The Social Organization's Rachel Happe on Social Media, Community and All Things E2.0
This week, we were lucky enough to connect with Enterprise 2.0 and social media expert Rachel Happe. Rachel pens The Social Organization blog, which explores the ways in which social media is changing communication and organizations, and is the founder of an incredibly important group, The Community Roundtable. The Roundtable is a network of community managers and social media practitioners looking to advance the adoption of online communities and role of the community manager. Rachel gave us her insight on customer communities -- what makes them successful, who's doing them right and what your company can do to drive adoption. Enjoy the read, and let us know what you think via comments, Twitter, Facebook, and even on our own HelpExchange Community.
1) What do you think are the keys to implementing a successful customer community?
At The Community Roundtable, we've put together a framework called the Community Maturity Model that has eight core competencies to being successful with community. They are:
* Leadership
* Culture
* Community Management
* Content & Programming
* Policies & Governance
* Metrics & Measurement
* Tools
While those are the disciplines required for success, success also depends on the goals for the community – is the primary goal for customer support or to create customer advocates? Those two different goals will create a difference in strategy, culture, content, and how the community is managed. Engagement rates will also look different. Support communities need to create accurate and trusted answers, which is a very different thing than creating passionate brand advocates who do a variety of really interesting things with your product or service but may not be the people who help with specific technical issues.
2) In your experience, what are the most successful ways social media and community managers can drive community adoption?
Community adoption is driven by content, conversation, and people who are worth the target audiences' time, because participating in a community requires a time commitment – it's not a read and leave type of thing. Most of your audience is not going to be passionate enough about the success of your product to commit a lot of time – they are, however, interested in their own success. Scope the community around the success of your target audience and include everything required to foster that success, even if your own product plays a relatively small role in that.
3) What are some examples of companies doing social community right? What are some of the strategies they've employed?

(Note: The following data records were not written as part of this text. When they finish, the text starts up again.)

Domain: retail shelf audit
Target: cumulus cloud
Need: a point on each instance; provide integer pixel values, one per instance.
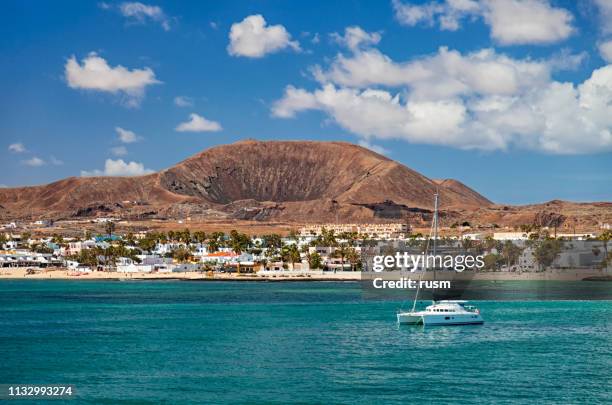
(511, 22)
(140, 13)
(605, 15)
(55, 161)
(376, 148)
(17, 147)
(94, 73)
(119, 151)
(482, 100)
(34, 162)
(118, 168)
(253, 38)
(446, 73)
(355, 38)
(183, 101)
(605, 50)
(197, 123)
(127, 136)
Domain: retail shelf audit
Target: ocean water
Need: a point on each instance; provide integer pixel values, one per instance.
(249, 342)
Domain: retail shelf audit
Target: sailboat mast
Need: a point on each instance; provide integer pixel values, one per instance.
(435, 220)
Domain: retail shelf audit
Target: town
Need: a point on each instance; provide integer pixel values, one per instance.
(339, 251)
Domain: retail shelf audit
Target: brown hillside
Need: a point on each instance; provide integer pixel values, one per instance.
(289, 180)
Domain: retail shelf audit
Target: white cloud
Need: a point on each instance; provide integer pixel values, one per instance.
(119, 151)
(197, 123)
(139, 13)
(118, 168)
(355, 38)
(55, 161)
(183, 101)
(605, 15)
(127, 136)
(95, 74)
(605, 50)
(17, 147)
(566, 60)
(254, 39)
(527, 22)
(447, 73)
(34, 162)
(481, 100)
(511, 22)
(376, 148)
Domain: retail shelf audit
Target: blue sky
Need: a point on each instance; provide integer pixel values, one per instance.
(512, 97)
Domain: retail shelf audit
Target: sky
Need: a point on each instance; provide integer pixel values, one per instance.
(511, 97)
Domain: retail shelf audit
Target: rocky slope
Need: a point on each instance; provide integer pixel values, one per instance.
(280, 180)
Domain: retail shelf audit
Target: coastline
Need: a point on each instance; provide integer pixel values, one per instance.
(65, 274)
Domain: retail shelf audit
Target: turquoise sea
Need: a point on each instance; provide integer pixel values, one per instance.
(249, 342)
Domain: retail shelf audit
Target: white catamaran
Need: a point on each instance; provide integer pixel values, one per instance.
(447, 312)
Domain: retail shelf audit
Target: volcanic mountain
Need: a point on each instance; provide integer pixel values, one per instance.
(299, 181)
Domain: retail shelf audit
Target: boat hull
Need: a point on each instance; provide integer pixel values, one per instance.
(408, 318)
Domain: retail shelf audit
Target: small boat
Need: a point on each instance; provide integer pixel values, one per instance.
(446, 312)
(443, 312)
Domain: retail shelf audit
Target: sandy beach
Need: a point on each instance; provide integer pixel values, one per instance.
(62, 273)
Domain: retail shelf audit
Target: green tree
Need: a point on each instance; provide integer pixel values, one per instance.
(199, 236)
(272, 240)
(546, 251)
(291, 254)
(182, 255)
(109, 228)
(354, 258)
(314, 260)
(510, 253)
(239, 242)
(342, 252)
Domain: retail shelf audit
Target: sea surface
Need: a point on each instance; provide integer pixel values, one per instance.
(295, 342)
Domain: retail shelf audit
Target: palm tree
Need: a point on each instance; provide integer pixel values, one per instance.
(314, 260)
(292, 254)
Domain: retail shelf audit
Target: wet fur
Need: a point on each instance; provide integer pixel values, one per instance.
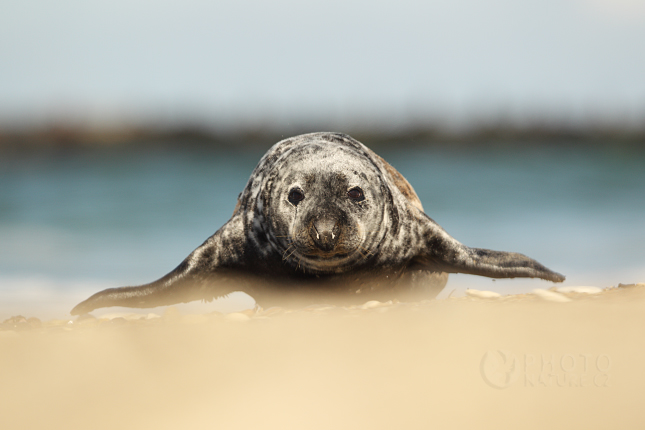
(385, 246)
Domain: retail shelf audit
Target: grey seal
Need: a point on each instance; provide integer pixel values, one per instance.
(323, 219)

There are a ton of good examples but some of my favorites are SAP, Intuit, Southwest Airlines, EMC, EDR, Nike, and Newell Rubbermaid. Even that small list represents a lot of different approaches and a lot of different goals but they are all managing to engage and develop a new rapport with their customers through new “social” channels.
4) You said in a recent blog post that "savvy customers can easily know more about their vendors than the vendor employees do." Can you elaborate on why this is a good thing for companies and how it can be used for their advantage?
I think companies generally want to do the right thing by their customers – they have good intentions. However, in big complex organizations it is really hard to maintain consistency over the lifecycle of a customer – from lead to end of life. Often the internal champions of cross-functional consistency don't get heard because they don't have hard data by which to back it up. Having customers talk online with each other helps the voice of the customer take higher priority within companies and it in turn drives quality improvements that are good for the customer and the company. A recent example I heard about was a large retailer who uses market research communities to generate feedback from design through merchandizing – they have improved the quality of their product and reduced waste in store inventories that used to get donated or written off which drives higher profitability – all while making the customers involved in their community pretty happy. It's truly a win-win.
5) There have been a lot of case studies done around successful customer service communities. Why do you think customer service is often cited as a successful use case for enterprise communities?
Customer support was one of the first functional use cases where hard cost savings benefits were easy to track from communities. Customer support organizations because they are typically very operationally disciplined – know exactly how much each transaction costs them. In many cases customer support is separate from the rest of the organization so they were looking for discrete ways to improve product experiences and may not have too much influence over quickly improving product quality. They set up communities so information could be exchanged in a scaled way to more customers. It turned out to be pretty successful. From a budget perspective – which is also critical in the success of customer support communities – the investment and the return are both attributed back to the same group, which is not always as easy to do when building an advocacy or market research community.
About Rachel Happe
Rachel is an independent consultant helping organizations understand how to become "social." Rachel has over fifteen years of experience working with emerging technologies including eCommerce and enterprise software applications. She has been both a product manager and a management analyst, and brings multiple perspectives on technology development and use to her research.
Until recently, Rachel was Mzinga’s Sr. Director of Social Media Products and was responsible for the product management, marketing, design, and documentation of Mzinga’s Social Media Application Suite and Mzinga’s Social Enterprise solutions.
Rachel covered the enterprise social media market for IDC prior to joining Mzinga. While an analyst at IDC, Rachel published groundbreaking research; The Social Enterprise (Dec '07), Modeling the Digital Marketplace (Sept '07), The Landscape of the Digital Marketplace (May '07 ), and the first enterprise social networking market forecast (Aug '07).